Changes in NIRPC public comment guidelines irk protesters
By Matt Mikus firstname.lastname@example.org October 16, 2013 5:06PM
Joseph Cunningham holds a sign outside Crown Point's city hall, protesting against a rule change for public comments at NIRPC meetings. | Matt Mikus/Post-Tribune
Updated: November 18, 2013 7:44AM
CROWN POINT — Members of the Council for Accessible Transportation protested changes to what the public can comment on during the Northwest Indiana Regional Planning Commission meeting Wednesday.
A group of eight people gathered outside Crown Point’s council chambers to protest the change and get the message to NIRPC chairman David Uran.
At the last NIRPC meeting, Uran instituted a new rule restricting what subjects could be discussed during the public-comment session at commission meetings. He also suggested members of the public talk to their local commission representative to have issues added to the meeting agenda.
Rudy Velasco, a member of the Council for Accessible Transportation, said the new meeting rule lets NIRPC commissioners skip over issues they don’t want to talk about.
“You can’t make decisions that effect everybody without involving the whole group,” Velasco said.
Renee Jackson of the Council for Accessible Transportation said the rule change restricts the public’s ability to address issues, and could prevent the public from pointing out problems.
“He wants us to take these issues to our commissioners,” said Jackson, holding a protest sign, “Well, he’s the chair of the commission, so we’re taking them to him.”
Uran said the recent change in procedure was misunderstood. His rule change limits the discussion to items for which NIRPC is directly responsible, not only to items that appear on the agenda.
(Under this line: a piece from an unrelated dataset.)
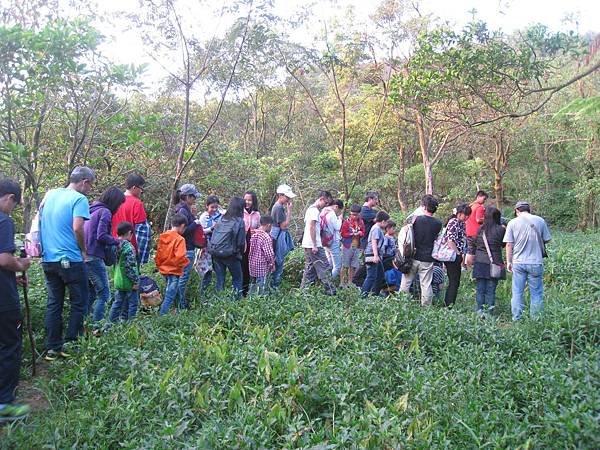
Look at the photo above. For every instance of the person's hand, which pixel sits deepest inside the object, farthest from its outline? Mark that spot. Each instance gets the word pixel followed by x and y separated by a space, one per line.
pixel 22 280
If it’s an issue that has a direct connection to NIRPC’s responsibilities, the public can comment.
That can cover a broad range of topics, he said, from public transportation to planning.
“The chairman has a prerogative to conduct the meeting in an efficient manner,” Uran said.
Uran also suggests that those who want a serious discussion go through their local commissioners and be placed on the agenda for meetings.
Even after Uran met with the protesters, trying to explain the difference, Jackson said she felt Uran was trying to “pass the buck.”